DALLAS—Despite being almost totally shut down for a few weeks in 2020—and yet keeping its entire staff on board and involved in some way—AEG Vision finished the challenging year at or near the targets set way back in 2019, and has rolled into 2021 with continuing momentum, according to chief executive Eric Anderson.

“Things picked up a lot by Q4, and we had some goals set for the end of the year and we were basically right on them despite being shut down,” Anderson told Vision Monday. “We were able to pick up our momentum and really it hasn’t stopped,” he added, noting that AEG was basically shut last year for six weeks on the operations side and even longer in corporate development because of the pandemic.

AEG Vision, which was formed in 2017 by Riata Capital and subsequently received backing from funds advised by J.P. Morgan Asset Management, added roughly 50 practice locations in 2020 and closed the year with approximately 200 locations, Anderson said. (This is similar to the number of new locations AEG added in 2019.) Many of the deals in late 2020 involved practices in Texas, where AEG operates 49 locations.

Anderson said he expects the firm will add another 50 locations in 2021, based on current trends. Going forward, AEG is on pace to add between 50 and 70 locations per year, “which is sort of the glide path from here on out,” he added.

“There’s a lot of interest and there are a lot of very attractive businesses that think like we do, [and] that are doctor-centric and very optometry focused. We’ve had a real solid performance for the past 10 or 11 months now since we reopened,” he said.

During the March-April period in 2020, AEG used the down time to prepare for a reopening, and setting up COVID protocols and sourcing PPE. The group worked to improve its recall marketing programs so that it was able to maintain a full book of business upon reopening, Anderson said. “We used that time effectively,” he added.

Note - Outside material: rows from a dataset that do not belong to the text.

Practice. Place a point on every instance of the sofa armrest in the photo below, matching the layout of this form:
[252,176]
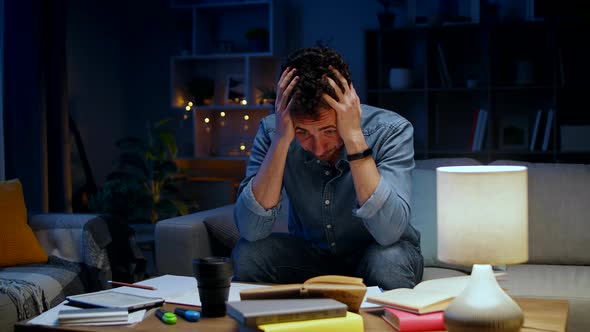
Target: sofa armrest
[79,238]
[181,239]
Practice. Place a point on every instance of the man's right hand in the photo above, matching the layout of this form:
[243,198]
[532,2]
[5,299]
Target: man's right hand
[284,123]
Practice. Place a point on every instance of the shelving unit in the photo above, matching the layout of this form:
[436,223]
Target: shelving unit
[511,71]
[213,48]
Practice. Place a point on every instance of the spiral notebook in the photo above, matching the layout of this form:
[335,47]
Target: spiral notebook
[111,299]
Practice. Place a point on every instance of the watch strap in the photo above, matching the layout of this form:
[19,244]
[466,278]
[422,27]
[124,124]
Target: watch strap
[360,155]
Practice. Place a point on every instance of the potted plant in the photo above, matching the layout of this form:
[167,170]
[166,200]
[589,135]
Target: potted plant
[141,189]
[258,39]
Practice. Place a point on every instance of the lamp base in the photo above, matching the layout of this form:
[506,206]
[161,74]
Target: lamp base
[483,306]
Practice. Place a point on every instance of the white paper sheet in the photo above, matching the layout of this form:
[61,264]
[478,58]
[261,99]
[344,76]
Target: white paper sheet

Another area that AEG worked on, and invested in, during much of 2020 was its employees, Anderson said, noting that he tried to participate in calls or send video messages almost on a daily basis to staff and team members. AEG also stepped up its benefits package, he said. “The No. 1 investment in 2020 was people. Period,” he said. This also included additional training and development and onboarding processes, and work to fine-tune the integration process across AEG.

The results of these efforts include the recovery in top-line performance, Anderson said, as well as improved customer satisfaction scores. Initially, he said, the uptick in business was attributed to pent-up demand, but that strong momentum has continued since last July through the end of March. Not only is the top-line result good, but the net promoter scores on customer satisfaction are “some of the highest I’ve seen in the industry, he added.

Biggest Challenge of 2020
“In many ways, reopening was harder than closing, because you had to have all of the protocols, the training and the PPE in place before you opened the doors,” Anderson said. “And by June we were 100 percent open, but the corporate development [group] had slowed down.” Still, AEG managed to keep in the fold all of the practices that it had signed commitment letters with prior to COVID-19 and eventually closed all of those deals, Anderson said.

“We worked with the practices and in many cases gave them some help as well,” he said. “It’s very much a partnership, and we’re very doctor-centric, so we were doing whatever we could to help them along the way and [to get] results back up to where they were.”

Outlook for Acquisitions Going Forward

The climate across the eyecare market right now “feels a lot like it was before COVID,” Anderson said. He said he believes there is as much interest and activity in the optometric space now as prior to COVID-19.

“Everyone took some time off, but now that people are back and functioning well, in general, it is a very robust market.” He also noted that deals in the ophthalmology sector are outpacing optometry transactions, in part because of the number of investment groups involved. “It’s hard to compare optometry to ophthalmology because there are so many other PE players active in [the ophthalmology] space right now.”